"Ricky, go with your sister," she answered firmly. "Douglas, give me Angie. "
The man began to weep as he neared his wife. She looked as good as dead, looking worse by the moment. Reluctantly, he held out the small, precious bundle to her.
"Now, go with our other kids to safety. Go!" Catherine held her daughter tightly to her, cradling her head against her shoulder. "Go!"
Jenni motioned to the kids to get on the bus and they obeyed. They looked shell-shocked and terrified, but they obeyed. Curtis took hold of Douglas' arm and guided him to the bus. The man could not take his eyes off his wife and child.
"If we can get them to a doctor…" he mumbled.
Curtis shoved him up into the bus and climbed in after him.
Catherine stared at Jenni sadly and her grip tightened on her daughter as the small form began to thrash and growl. Blood splattered across her cheek and lips as she gripped the child close.
Jenni raised the rifle and the woman looked down at her undead child that was tearing away at her breast. She nodded tears on her cheeks.
"Catherine! Catherine!"
Jenni could hear the woman's husband and children screaming.
She fired.
The first shot stilled the child and tore a hole through Catherine's chest.
The woman was falling when the second bullet caught her and ripped the top of her head off.
Jenni turned and got onto the bus in silence. She looked at the father who was clutching his children to him and weeping. She gazed at the two kids who were near hysterics as they clung to their father.
Curtis was pale and had tears in his eyes. Bill looked calm and resigned to it all.
Jenni slammed the door shut and leaned against it. Tears slid down her own cheeks as she thought of her dead children and once more felt the sting of their deaths. She hated the world in that moment. Hated everything about it. How it stole children from parents and parents from children. She never wanted to experience this again. Never wanted to see a family torn apart by this plague of living death. But she knew that she would and it made her angry.
If she could help it, she would never let it happen again.
"When we get back, I'm going to hug Jason so tight," Jenni said softly to Bill.
He nodded at her and put the bus in gear and they started the return trip back to the fort.
2. The Quiet Before The Storm
Katie walked up the stairs to one of the main platforms overlooking the new entry point. The sun was setting and the construction crew was working hard until the last shards of light faded.

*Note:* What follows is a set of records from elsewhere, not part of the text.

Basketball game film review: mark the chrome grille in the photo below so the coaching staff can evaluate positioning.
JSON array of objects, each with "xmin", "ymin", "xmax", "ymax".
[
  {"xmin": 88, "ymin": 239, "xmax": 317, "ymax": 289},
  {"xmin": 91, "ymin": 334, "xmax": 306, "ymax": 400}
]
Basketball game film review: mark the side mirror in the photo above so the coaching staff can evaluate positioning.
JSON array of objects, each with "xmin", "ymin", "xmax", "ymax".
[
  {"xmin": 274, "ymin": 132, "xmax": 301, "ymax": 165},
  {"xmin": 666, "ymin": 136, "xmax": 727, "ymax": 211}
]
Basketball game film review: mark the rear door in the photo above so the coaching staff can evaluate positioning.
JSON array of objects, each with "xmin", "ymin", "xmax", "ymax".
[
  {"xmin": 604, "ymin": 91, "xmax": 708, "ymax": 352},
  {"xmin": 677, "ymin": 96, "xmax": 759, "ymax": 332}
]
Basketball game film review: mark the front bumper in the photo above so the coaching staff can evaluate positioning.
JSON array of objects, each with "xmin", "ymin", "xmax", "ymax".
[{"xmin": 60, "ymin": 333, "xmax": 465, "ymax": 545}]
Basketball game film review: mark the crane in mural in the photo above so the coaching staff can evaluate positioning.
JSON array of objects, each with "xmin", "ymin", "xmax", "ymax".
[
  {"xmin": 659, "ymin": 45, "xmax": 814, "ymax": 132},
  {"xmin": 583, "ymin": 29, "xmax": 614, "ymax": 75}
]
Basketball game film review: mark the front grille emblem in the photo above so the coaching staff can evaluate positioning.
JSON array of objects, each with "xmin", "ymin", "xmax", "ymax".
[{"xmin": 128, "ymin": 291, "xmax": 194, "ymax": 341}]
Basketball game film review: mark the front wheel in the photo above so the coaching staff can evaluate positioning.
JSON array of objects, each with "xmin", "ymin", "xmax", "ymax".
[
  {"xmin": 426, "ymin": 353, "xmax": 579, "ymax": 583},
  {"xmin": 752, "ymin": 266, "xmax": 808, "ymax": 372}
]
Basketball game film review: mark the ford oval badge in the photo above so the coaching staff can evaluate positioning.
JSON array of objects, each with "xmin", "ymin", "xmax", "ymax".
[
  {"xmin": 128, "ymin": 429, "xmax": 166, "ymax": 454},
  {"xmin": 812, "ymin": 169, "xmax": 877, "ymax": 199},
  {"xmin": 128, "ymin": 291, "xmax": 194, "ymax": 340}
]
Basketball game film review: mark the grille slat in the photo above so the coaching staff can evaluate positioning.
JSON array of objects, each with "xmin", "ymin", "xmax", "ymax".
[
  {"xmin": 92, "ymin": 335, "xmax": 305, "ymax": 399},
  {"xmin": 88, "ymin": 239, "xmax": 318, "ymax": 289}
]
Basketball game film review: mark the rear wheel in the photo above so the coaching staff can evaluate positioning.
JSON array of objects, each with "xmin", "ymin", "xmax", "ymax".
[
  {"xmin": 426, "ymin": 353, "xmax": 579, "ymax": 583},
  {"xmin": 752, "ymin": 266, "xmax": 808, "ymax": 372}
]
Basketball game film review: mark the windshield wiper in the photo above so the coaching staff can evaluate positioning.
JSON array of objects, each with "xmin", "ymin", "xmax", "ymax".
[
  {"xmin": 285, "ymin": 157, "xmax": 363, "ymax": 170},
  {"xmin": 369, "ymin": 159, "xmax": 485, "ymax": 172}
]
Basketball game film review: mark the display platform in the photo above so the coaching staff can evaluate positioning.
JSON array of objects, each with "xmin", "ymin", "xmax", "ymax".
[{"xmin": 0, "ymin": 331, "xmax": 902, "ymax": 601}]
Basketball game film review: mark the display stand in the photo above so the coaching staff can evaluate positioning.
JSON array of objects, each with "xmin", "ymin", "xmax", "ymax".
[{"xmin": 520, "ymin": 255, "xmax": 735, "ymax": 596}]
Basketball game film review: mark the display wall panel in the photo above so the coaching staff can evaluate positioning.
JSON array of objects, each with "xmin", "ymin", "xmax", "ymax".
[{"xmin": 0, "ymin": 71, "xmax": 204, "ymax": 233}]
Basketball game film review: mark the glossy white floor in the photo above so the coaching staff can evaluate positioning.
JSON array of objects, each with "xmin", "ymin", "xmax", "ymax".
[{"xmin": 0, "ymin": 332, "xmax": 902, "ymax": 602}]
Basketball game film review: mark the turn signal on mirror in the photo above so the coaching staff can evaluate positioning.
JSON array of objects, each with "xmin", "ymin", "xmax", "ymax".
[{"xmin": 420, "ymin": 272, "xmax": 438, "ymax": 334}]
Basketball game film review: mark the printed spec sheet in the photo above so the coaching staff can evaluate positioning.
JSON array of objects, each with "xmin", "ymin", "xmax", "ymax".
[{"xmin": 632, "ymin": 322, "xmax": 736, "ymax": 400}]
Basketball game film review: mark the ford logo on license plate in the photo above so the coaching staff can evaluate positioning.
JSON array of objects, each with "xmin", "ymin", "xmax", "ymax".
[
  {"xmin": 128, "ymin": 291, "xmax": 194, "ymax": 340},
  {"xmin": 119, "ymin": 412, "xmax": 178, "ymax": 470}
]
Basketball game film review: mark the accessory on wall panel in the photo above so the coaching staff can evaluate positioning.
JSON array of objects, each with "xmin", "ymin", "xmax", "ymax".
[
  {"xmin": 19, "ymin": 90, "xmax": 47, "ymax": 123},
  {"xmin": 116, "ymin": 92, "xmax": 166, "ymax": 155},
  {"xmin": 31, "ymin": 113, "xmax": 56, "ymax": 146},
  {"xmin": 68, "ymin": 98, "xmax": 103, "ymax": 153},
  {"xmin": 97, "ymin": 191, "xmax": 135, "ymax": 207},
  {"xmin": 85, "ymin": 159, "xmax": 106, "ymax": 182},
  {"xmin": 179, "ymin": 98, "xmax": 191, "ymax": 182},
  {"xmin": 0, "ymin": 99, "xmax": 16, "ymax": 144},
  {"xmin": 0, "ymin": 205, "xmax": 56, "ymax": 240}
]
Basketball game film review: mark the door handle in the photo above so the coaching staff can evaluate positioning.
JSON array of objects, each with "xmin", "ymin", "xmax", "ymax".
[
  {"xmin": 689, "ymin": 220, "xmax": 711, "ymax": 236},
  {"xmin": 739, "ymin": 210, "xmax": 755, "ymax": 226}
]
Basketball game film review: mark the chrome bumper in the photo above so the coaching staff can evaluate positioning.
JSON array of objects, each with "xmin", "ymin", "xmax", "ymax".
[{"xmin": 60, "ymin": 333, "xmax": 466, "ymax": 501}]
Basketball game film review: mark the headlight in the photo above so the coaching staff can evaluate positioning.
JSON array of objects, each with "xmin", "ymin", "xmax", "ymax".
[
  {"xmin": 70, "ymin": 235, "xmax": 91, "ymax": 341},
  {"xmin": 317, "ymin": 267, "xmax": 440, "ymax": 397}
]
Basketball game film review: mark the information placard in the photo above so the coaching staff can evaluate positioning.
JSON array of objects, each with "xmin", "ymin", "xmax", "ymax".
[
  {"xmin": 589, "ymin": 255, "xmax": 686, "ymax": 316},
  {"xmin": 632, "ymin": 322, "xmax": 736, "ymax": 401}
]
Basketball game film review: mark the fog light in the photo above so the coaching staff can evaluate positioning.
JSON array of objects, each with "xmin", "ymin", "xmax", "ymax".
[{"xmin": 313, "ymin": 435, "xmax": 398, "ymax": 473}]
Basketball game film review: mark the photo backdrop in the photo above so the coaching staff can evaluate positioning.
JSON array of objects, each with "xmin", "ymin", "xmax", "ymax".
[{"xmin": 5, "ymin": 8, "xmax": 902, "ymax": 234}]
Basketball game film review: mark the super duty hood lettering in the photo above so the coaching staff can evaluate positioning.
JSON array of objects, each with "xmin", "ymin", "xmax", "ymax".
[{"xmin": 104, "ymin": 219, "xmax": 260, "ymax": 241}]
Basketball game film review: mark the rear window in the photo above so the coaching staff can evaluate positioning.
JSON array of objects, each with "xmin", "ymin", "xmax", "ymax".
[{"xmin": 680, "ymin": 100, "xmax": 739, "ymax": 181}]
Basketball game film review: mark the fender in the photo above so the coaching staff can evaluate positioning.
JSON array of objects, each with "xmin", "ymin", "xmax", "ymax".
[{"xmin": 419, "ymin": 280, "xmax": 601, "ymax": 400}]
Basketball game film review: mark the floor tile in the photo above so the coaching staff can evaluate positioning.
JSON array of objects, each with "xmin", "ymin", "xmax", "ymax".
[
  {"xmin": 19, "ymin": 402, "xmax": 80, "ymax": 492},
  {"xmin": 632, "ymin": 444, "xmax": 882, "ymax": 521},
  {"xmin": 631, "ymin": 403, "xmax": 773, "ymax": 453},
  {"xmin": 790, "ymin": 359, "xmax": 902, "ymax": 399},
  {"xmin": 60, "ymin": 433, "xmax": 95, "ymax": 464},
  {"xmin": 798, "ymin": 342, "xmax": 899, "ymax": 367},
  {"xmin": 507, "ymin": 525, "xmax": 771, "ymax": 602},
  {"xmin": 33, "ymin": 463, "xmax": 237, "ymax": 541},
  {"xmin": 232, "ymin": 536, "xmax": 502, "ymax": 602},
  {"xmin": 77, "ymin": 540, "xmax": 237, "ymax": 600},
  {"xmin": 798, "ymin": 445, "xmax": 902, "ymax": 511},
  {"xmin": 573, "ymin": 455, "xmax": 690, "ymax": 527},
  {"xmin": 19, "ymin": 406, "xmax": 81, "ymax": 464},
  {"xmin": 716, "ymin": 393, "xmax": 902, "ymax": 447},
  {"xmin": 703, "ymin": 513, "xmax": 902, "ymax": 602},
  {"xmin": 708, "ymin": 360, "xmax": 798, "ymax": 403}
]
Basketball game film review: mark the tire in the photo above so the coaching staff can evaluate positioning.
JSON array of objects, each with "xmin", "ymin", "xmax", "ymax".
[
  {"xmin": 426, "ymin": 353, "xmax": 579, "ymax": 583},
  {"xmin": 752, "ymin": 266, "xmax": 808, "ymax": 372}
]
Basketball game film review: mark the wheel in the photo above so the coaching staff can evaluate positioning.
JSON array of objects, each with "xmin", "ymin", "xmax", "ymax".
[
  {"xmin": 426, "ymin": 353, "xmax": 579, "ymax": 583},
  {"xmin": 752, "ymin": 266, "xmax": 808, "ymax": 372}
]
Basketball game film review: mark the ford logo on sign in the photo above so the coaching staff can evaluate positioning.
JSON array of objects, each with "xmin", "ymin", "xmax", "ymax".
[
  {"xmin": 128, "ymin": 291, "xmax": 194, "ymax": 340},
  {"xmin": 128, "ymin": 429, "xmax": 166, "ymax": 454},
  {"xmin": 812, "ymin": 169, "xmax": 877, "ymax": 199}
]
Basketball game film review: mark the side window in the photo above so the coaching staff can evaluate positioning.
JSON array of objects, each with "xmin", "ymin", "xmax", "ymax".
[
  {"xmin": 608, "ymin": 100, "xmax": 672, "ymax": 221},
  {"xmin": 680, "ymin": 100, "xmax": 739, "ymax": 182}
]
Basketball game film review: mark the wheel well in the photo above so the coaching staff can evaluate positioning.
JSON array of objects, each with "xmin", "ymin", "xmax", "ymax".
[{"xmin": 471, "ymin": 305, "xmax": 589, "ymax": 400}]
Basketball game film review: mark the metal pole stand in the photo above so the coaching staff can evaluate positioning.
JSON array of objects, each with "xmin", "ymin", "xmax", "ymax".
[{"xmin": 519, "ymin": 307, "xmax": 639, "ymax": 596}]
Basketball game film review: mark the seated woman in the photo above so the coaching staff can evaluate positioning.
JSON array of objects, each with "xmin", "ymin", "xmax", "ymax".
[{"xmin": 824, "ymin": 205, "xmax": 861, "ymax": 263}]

It was coming along quickly, with the construction crew working around the clock. It was rough going and stressful. There had been a few attacks by zombies, but the guards had managed them with no loss of life. As the days wore on and small raiding parties went out into the town (always within a few blocks of the fort) to salvage what they could, a trickle of survivors began to arrive. They were usually pale shadows of the people they had been, near starvation, and sometimes severely dehydrated.
Belinda, the town librarian, had hunkered down with a stack of medical books and tried hard to make do with the supplies that had come in from the local drugstore and the convenience store. She wanted desperately for them to raid the clinic, but Juan had explained that the clinic was packed to the gills with zombies. If they went into the clinic, it would have to be carefully planned out and loss of life would have to be expected.
Katie rubbed the tip of her nose and sighed. Her face was slowly healing and now there was just a pale swath of green and purple bruising. Her lip had healed and the soreness was fading. But she still felt battered and bruised from that huge battle. The terror she had felt plus the raw energy of the kills, and shooting that man and just not giving a damn.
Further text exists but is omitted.